Quel levier clé a été modifié dans la boîte à outils de financement ?

Pour comprendre la portée de cette opération, il est essentiel de retracer l’évolution du modèle de financement de Strategy. De 2020 à 2024, la société s’appuyait principalement sur des obligations convertibles, levant des capitaux à des taux d’intérêt faibles, voire nuls. Cette approche s’avérait efficace dans un contexte de baisse des taux, les obligations convertibles combinant caractéristiques d’actions et d’obligations, et les investisseurs acceptant des coupons faibles en échange de primes de conversion potentielles.

À partir de 2025, avec le retournement des taux et l’augmentation de la volatilité du cours de l’action, la marge de manœuvre pour les obligations convertibles s’est réduite. L’entreprise a alors introduit une série de produits d’actions préférentielles, dont l’action préférentielle perpétuelle STRC (Stretch) s’est imposée comme le dernier outil en date. Contrairement à une dette à rembourser à l’échéance, l’action préférentielle n’a pas de date de maturité. Le versement des dividendes est prioritaire sur celui des actions ordinaires, ce qui la rend attractive pour les investisseurs institutionnels en quête de rendement stable.

En mars 2026, Strategy a assoupli les règles de vente des STRC, fait appel à un second courtier et autorisé les programmes ATM à fonctionner en horaires étendus, permettant ainsi directement le financement record de 1,18 milliard de dollars la semaine passée. Structurellement, cette émission de STRC génère environ 135 millions de dollars d’obligations annuelles de dividendes, portant le total des charges annuelles de dividendes de la société à plus d’un milliard de dollars.

Qu’implique un financement à coût élevé pour le Bitcoin par action ?

Chaque outil de financement a un prix. Le STRC affiche actuellement un taux de dividende annualisé de 11,5 %, un coût nettement supérieur à celui des coupons des précédentes obligations convertibles. Pour gérer l’augmentation des obligations de dividendes, la société a constitué une réserve en dollars d’environ 2,25 milliards, de quoi couvrir environ 2,5 années de paiements de dividendes et d’intérêts.

Plus important encore, l’impact du financement par actions préférentielles sur les actionnaires ordinaires doit être analysé par paliers. Les détenteurs de STRC perçoivent des dividendes fixes et ne participent pas à la plus-value résiduelle liée à l’appréciation du cours du bitcoin. Cela signifie que les actionnaires ordinaires conservent une exposition levier à la hausse du bitcoin. Toutefois, l’action préférentielle accroît la charge de dépenses fixes de l’entreprise. Si le cours du bitcoin stagne ou baisse, ces coûts risquent de réduire la flexibilité financière de la société.

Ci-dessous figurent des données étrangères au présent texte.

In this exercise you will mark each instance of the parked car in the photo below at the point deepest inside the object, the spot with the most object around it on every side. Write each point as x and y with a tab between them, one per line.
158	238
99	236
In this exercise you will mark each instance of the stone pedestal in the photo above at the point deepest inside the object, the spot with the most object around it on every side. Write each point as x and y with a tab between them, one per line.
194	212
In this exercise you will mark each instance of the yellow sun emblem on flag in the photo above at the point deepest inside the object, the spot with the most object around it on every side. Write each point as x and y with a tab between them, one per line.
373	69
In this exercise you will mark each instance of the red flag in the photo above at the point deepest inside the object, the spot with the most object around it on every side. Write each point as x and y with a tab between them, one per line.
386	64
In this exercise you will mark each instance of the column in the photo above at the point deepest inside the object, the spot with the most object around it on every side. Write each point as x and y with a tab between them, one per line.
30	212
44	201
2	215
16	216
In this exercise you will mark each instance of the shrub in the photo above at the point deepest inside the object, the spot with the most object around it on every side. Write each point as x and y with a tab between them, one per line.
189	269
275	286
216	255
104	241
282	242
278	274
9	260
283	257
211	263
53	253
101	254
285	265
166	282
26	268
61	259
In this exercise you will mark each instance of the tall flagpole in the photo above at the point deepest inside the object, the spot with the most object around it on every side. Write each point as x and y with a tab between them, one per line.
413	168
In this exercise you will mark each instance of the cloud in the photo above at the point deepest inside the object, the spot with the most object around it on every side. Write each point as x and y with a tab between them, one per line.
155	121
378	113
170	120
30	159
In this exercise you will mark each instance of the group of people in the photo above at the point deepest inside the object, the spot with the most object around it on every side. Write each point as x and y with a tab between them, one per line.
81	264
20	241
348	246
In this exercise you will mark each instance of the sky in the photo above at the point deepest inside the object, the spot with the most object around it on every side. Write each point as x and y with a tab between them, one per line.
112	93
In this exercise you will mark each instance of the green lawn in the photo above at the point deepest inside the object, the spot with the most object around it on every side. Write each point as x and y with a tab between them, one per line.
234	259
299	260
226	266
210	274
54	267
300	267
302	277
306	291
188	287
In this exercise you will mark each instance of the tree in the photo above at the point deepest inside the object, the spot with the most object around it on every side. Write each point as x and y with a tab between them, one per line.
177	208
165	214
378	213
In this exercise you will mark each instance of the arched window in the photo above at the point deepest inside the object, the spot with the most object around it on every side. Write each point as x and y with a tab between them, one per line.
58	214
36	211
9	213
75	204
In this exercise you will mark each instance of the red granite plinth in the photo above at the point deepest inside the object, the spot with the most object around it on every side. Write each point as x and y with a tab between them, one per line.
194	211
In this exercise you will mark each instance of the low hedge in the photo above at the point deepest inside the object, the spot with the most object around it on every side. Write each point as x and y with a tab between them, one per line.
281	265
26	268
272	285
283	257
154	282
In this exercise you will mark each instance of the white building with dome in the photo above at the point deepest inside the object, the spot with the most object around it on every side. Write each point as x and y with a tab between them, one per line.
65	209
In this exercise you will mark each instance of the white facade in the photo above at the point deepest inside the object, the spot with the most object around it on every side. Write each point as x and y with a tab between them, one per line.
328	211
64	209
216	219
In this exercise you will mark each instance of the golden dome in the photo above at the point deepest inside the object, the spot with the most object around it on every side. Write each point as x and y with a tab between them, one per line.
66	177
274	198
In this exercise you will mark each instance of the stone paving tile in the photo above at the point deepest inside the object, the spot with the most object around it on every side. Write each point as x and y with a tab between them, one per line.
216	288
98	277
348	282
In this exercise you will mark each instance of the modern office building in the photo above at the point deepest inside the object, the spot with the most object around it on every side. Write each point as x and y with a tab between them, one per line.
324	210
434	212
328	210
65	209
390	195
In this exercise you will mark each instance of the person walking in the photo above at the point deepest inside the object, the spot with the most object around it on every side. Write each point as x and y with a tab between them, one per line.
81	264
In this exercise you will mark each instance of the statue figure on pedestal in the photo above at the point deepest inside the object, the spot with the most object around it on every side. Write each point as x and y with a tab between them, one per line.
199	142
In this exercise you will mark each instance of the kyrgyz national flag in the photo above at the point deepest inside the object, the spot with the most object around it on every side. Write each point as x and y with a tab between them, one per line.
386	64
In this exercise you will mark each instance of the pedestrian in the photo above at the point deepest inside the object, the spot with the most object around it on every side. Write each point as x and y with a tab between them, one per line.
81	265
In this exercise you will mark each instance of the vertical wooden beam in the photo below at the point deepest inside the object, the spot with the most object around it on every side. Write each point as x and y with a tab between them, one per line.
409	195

L’indicateur « Bitcoin par action » (BPS), proposé par l’entreprise, vise à quantifier cet effet. Sur les deux premières semaines de mars, le BPS a progressé de 3,0 %, montrant que, même avec un financement par actions préférentielles, la quantité de bitcoin par action continue d’augmenter. La pérennité de cette croissance dépend de l’écart entre le coût du financement et l’appréciation du bitcoin.

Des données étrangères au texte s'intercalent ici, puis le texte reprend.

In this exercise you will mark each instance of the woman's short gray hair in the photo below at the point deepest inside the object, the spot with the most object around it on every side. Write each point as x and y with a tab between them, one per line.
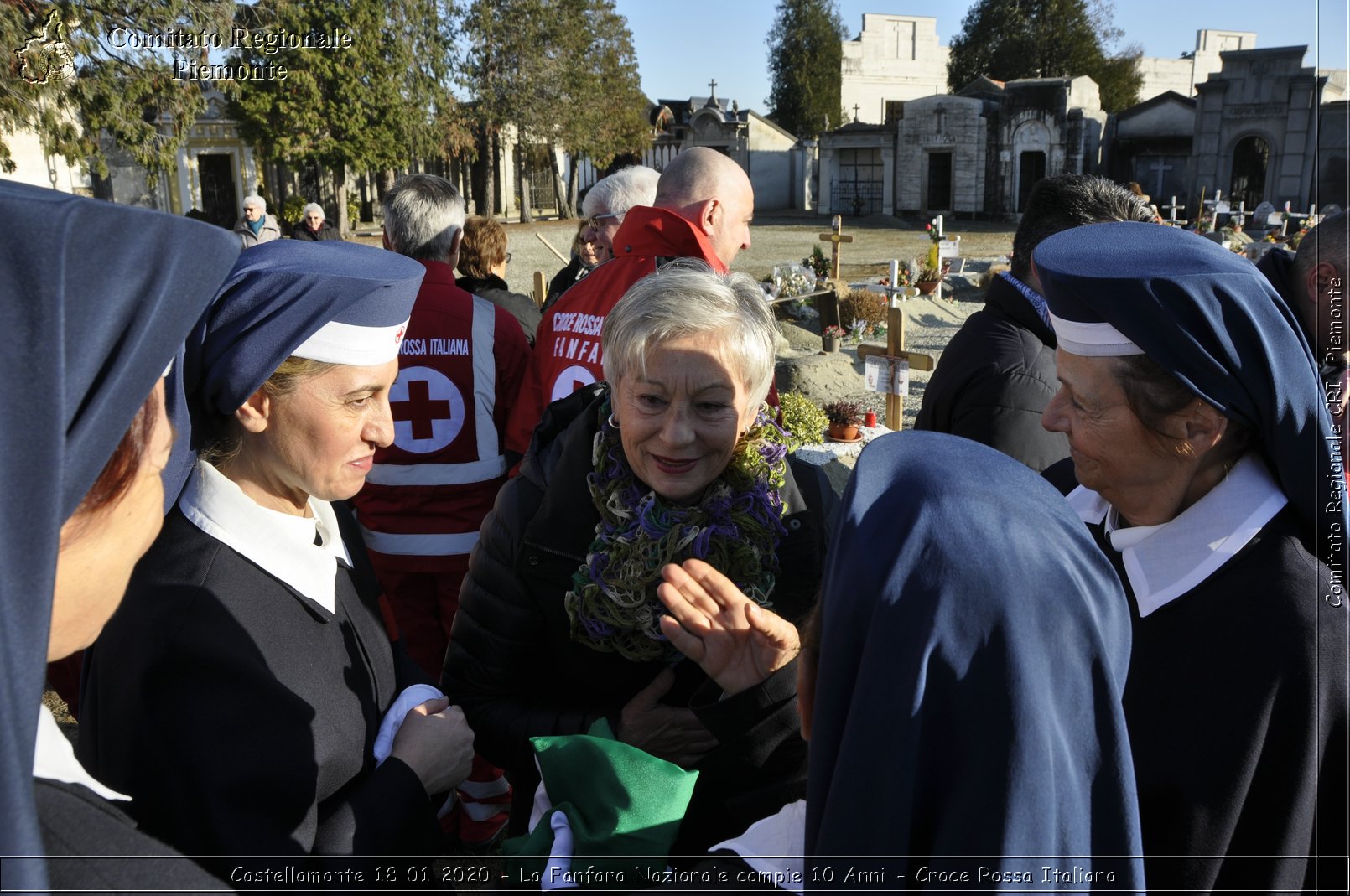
621	190
688	298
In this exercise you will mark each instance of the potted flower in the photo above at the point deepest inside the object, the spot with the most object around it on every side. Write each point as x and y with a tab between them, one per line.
845	417
830	338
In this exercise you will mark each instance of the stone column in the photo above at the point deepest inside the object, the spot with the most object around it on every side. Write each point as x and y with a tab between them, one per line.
889	179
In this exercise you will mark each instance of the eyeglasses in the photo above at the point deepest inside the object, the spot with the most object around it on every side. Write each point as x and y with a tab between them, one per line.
593	221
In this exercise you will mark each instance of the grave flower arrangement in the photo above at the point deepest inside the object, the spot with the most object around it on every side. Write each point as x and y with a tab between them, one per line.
802	417
792	280
845	417
903	274
817	262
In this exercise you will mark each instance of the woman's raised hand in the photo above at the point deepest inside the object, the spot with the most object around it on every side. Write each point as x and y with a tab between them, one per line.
737	643
436	743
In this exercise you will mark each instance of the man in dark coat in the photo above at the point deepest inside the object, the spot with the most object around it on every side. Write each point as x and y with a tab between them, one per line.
704	210
996	374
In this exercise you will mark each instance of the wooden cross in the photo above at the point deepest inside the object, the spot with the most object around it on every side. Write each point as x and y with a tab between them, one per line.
834	238
896	351
1173	208
1288	214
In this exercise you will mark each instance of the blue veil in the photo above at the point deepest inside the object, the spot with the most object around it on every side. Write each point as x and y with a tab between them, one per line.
96	300
974	650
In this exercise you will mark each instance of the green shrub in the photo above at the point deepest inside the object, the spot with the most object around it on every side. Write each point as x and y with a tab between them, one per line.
802	417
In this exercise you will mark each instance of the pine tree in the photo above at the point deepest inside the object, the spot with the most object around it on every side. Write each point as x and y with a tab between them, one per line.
805	57
566	75
75	83
1007	39
380	103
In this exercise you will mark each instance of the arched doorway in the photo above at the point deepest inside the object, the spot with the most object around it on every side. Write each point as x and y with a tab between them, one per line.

Comment le rôle de cette entreprise est-il en train d’être redéfini ?

Les avoirs de Strategy représentent désormais 3,62 % de l’offre théorique totale de bitcoins. Cette ampleur modifie subtilement son rôle : il ne s’agit plus seulement d’une société cotée détenant du bitcoin, mais d’un acteur unique, assimilable à un « quasi-prêteur en dernier ressort » sur le marché crypto. Lorsqu’une pression vendeuse apparaît, elle est l’acheteur marginal le plus visible ; lorsque les capitaux traditionnels cherchent une exposition au bitcoin, elle propose des instruments de rendement conformes comme le STRC.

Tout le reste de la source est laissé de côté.